Sure those programs were down, but it’s got to be pointed out because basically our sports teams are lining up underclassmen because we have to, against older and more physically developed players. It’s just how things go when you have 214 kids in the entire school.
Things have changed greatly for Chewelah schools. Having sat in some parent meetings about hiring coaches, I still see a great premium put on winning. This is a mistake because the deck is stacked against the Cougars before they even take the field. It’s essentially wondering why a school like Eastern Washington University is not in the FBS College Football Playoffs with the likes of the University of Washington.

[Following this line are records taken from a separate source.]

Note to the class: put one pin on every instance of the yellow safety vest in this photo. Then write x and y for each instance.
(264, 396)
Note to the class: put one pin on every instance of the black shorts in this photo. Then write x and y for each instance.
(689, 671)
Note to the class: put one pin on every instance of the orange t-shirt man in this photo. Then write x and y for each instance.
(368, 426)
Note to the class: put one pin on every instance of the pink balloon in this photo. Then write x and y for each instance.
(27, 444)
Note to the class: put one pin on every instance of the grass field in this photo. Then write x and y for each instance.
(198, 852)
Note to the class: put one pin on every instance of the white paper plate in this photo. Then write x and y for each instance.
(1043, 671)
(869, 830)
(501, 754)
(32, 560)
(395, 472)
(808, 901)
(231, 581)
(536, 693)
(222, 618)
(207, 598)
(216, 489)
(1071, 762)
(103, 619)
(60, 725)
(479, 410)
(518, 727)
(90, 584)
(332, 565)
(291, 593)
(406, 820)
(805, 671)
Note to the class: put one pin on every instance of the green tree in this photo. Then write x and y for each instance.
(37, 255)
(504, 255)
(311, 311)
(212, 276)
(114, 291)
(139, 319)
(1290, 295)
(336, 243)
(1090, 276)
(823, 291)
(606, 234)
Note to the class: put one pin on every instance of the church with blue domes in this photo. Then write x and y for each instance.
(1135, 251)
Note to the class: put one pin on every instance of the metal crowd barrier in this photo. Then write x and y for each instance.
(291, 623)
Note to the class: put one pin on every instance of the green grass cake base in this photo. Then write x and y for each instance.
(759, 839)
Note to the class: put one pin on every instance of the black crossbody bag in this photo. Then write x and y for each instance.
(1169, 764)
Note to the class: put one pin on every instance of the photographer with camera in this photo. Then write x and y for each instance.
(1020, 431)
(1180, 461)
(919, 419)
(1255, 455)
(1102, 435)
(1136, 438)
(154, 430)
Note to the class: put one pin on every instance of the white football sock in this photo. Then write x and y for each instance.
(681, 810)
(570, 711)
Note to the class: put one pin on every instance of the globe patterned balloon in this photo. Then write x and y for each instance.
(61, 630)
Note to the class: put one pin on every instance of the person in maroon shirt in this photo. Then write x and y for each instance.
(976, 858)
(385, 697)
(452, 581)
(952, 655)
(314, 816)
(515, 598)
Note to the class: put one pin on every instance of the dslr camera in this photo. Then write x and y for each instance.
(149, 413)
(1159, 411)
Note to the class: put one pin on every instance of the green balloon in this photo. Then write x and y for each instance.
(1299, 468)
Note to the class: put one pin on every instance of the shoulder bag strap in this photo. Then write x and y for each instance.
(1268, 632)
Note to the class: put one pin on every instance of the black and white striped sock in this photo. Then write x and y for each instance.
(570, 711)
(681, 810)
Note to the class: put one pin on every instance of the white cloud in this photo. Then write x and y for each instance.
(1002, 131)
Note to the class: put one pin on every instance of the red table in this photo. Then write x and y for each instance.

From the Cougar football team, I got the sense that execution and character were more important than the scoreboard. They were introduced as a team every game. I never heard an argument on the sideline. When the score didn’t reflect a favorable outcome, starters didn’t become overcome with a sudden rash of injuries to come out of the game and I’m pretty sure Kaden Mackowiak could bring down a tree with a tackle instead of a chainsaw.
If (and when) Chewelah makes a move to the 2B ranks, you’ll see much more drastic changes on the scoreboard. This is because that classification is a much more natural fit for a small town like Chewelah. When the playing field is at least in the ballpark of fairness, a team like this year’s football squad will have a chance to shine much more brightly.
Thank you Cougar football players for ignoring the odds. Chewelah might be a small school, but there’s nothing small with what you guys did this season.